Over a longer time frame, code longevity can highlight poor code quality by identifying code that had to be removed or refactored several months down the road vs. code that reached its full expected lifetime.
Finally, code longevity can pinpoint code that has been abandoned and is no longer maintained by identifying unusually low amounts of code replacement.
For every new commit, minware's code longevity tracing system looks at when each removed or replaced line of code was originally written using a method similar to Git blame. It then associates the removals with the original commit that added each line and aggregates them so that you can see how many code lines are still surviving at each point in the future.
minware's code longevity system does not actually look at the original code. Instead, it computes a hash of each line so that it can tell which lines are the same, but it does not store the code itself. However, minware's initial ingest step does temporarily read the original code to produce the hashes, though the code is not stored anywhere in minware's systems.

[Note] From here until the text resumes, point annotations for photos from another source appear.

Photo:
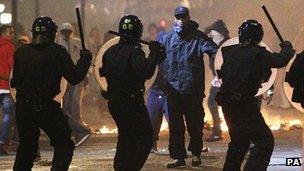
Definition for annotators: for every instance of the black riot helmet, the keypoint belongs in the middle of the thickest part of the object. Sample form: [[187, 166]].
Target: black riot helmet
[[44, 30], [250, 32], [130, 27]]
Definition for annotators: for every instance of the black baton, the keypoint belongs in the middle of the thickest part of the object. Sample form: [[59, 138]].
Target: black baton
[[118, 34], [80, 28], [272, 24]]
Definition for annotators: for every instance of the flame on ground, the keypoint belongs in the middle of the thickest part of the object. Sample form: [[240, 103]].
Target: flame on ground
[[106, 130], [274, 126]]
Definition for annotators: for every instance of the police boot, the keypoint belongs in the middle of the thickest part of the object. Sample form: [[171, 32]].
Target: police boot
[[177, 163]]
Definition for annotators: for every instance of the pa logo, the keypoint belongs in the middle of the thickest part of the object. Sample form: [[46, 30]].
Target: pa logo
[[293, 161]]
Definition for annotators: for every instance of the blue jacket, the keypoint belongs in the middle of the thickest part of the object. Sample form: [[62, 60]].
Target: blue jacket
[[186, 71]]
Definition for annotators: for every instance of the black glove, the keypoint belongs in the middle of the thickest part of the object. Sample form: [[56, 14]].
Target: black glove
[[104, 94], [155, 46], [158, 51], [85, 53], [287, 49]]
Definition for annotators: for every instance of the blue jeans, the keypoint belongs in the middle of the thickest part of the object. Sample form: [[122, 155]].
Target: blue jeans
[[213, 108], [8, 108], [157, 106]]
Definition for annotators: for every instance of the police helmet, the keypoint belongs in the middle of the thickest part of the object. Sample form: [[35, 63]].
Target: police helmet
[[45, 27], [250, 31], [130, 27]]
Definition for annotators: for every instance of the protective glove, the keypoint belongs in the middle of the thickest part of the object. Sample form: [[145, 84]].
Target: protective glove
[[158, 51], [104, 94], [287, 49], [85, 53], [216, 82], [155, 46]]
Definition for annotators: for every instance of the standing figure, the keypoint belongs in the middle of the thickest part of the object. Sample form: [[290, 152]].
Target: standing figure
[[242, 71], [126, 69], [37, 72], [296, 80], [185, 46], [219, 33], [72, 99], [7, 105]]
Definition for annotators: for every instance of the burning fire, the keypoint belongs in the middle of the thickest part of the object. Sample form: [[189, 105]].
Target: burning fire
[[164, 126], [106, 130], [277, 125]]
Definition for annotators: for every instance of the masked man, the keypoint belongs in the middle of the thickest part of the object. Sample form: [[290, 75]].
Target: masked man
[[242, 71], [185, 76], [37, 72]]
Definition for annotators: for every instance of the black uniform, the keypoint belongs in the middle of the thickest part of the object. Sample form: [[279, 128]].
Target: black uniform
[[242, 72], [36, 76], [296, 79], [126, 69]]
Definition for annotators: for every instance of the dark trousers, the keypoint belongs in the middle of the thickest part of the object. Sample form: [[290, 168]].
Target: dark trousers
[[54, 123], [134, 132], [157, 107], [190, 107], [213, 108], [246, 125], [71, 106]]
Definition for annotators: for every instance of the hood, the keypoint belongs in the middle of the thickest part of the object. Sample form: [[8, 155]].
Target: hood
[[4, 41], [189, 29]]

Yes, minware's code longevity tracing system will detect when a file has been renamed and treat it like it is part of a single file history the same way that Git blame is able to handle file renames.
Yes, unlike Git blame, minware's code longevity system will trace changes back to their original commits through squashes and rebases so that their longevity timeline doesn't end at the point of a squash or rebase.
(Nerd alert, this is a bit in the weeds.) The problem with Git blame and the reason we created our own system and submitted it for a patent is that Git blame uses a backward-looking algorithm that is unstable as you add new changes. That is, the Git blame for a commit B that comes right after commit A may be vastly different from commit A's blame as compared to the changes in commit B. This makes it unreliable for code longevity because code can disappear without actually being removed or come back after an earlier commit shows that it is gone.
minware's code longevity tracing algorithm maintains a mapping of when each line was written and incrementally updates that mapping with the same changes that are in each commit for guaranteed accuracy and stability of metrics over time (i.e., new commits will never affect past removals).